Toplamda seksen kadar kan bağı edinmiş olmasına rağmen, onunla birleştiği anda sadece yirmi bir tane vardı.
Geçmişte birçok Kombinasyon yaptı ve aynı zamanda bazı soyları kendisiyle birleştirmedi, bu yüzden sadece yirmi bir tane vardı.
Mevcut soylarından hiçbiri B Sınıfının altında değildi ve her biri oldukça güçlüydü.
Şimdi sistem istatistiklerine göre 82. seviyedeydi ve 100. seviyeye ulaştığında ne gibi farklılıklar olacağını gerçekten merak ediyordu.
“Artık gerçekten sıradan bir adamdan başka bir şey değilsin… Sonuna ulaşma vaktin geldi,” diye seslendi Gustav, sol elini Yung Jo’nun boğazına tekrar sararken.

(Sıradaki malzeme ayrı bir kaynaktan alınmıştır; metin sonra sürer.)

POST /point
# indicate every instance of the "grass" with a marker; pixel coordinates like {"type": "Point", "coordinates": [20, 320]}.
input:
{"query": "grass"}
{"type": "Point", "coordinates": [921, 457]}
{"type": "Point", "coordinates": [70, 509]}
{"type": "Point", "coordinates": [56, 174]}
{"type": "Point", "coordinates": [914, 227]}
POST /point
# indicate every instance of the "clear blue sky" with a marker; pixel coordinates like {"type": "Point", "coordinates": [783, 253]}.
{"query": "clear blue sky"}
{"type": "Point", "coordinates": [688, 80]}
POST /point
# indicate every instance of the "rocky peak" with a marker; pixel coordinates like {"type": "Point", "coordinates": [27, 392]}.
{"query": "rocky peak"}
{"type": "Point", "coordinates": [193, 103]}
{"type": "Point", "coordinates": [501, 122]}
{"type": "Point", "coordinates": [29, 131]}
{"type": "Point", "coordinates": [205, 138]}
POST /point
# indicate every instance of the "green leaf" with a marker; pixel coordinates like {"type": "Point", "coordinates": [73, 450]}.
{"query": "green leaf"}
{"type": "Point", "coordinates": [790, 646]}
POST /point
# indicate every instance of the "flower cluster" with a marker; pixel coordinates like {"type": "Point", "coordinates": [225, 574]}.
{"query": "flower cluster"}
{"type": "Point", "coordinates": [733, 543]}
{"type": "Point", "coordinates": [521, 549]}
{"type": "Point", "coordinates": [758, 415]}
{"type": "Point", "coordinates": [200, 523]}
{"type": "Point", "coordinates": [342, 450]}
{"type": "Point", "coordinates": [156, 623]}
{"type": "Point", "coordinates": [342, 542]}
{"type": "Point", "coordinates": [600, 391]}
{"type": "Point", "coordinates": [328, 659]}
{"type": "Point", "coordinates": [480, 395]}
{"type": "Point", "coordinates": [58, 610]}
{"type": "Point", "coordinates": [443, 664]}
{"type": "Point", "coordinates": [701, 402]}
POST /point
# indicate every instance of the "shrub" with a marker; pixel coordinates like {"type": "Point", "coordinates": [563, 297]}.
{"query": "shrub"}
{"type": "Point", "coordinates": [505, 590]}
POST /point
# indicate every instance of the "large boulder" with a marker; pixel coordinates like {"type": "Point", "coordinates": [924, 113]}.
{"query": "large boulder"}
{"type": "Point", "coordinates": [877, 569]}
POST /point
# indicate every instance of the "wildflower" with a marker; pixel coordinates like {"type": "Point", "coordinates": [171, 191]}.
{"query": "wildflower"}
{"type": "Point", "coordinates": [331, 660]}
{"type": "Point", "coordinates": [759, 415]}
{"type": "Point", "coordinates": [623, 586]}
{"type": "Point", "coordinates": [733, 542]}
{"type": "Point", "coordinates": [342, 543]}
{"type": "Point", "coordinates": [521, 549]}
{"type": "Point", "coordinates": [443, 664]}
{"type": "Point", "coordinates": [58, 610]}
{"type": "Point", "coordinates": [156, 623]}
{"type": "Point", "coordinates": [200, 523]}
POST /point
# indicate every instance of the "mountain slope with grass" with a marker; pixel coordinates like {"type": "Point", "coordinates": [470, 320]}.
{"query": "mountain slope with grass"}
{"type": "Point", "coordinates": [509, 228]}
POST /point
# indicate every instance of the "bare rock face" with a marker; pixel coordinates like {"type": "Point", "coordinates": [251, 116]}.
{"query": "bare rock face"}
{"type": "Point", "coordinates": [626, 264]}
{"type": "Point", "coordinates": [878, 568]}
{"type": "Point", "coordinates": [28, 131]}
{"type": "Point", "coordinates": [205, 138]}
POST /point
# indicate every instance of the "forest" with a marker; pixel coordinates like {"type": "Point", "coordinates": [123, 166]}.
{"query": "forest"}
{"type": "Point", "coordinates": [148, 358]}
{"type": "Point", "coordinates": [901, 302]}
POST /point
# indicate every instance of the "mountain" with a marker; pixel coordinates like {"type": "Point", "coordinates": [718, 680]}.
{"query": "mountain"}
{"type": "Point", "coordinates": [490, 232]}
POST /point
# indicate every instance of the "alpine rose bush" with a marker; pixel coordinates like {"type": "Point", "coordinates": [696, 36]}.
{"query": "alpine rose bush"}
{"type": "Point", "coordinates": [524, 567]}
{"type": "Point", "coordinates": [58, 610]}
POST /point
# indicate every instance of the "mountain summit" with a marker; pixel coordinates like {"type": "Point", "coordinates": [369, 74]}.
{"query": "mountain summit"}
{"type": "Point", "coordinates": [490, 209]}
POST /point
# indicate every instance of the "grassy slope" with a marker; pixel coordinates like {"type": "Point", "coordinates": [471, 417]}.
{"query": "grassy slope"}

“Yeter Gustav,” Uzak batıdan yüksek ve tanıdık bir ses duyuldu.
Gustav yana döndü ve Jack’in havada havada yüzdüğünü gördü.
Jack, “Onu teslim edin ki dünya hükümeti tarafından yargılanıp hüküm giyebilsin,” diye ekledi.
“Ah o mu?” Gustav, Yung Jo’nun boğucu yüzüne bakarken sordu.
Jack başını salladı ve onlara doğru uçmaya başladığında gülümsedi.
“Hayır, o zaten öldü,” dedi Gustav tutuşunu sıkılaştırmadan önce.
Merhaba! Patlama!
Gustav’ın parmakları kapanıp Yung Jo’nun boynunu parçalarken yüksek bir patlama sesi çınladı.
Yung Jo’nun şiddetli tutuştan başı kesildi.
Başsız vücudu gökten düşerken Yung Jo’nun boynundaki kan Gustav’ın yüzüne döküldü.
Gustav kafayı düşmeden yakaladı ve Jack’e bakmak için yana döndü.
“Onun yerine bunu alabilirsin,” Yung Jo’nun kafasını yüzünde şaşkın bir ifadeyle onu yakalayan Jack’e doğru savurdu.
Jack, Gustav’ın uçup gitmesini izlerken içinden, “Ne acımasızlık,” dedi.
Jack’in Gustav’ın itaatsizliğine kızması gerekiyordu ama bunun yerine, nihai güç karşısında bile Gustav’ın hala istediğini yapmasına şaşırmıştı.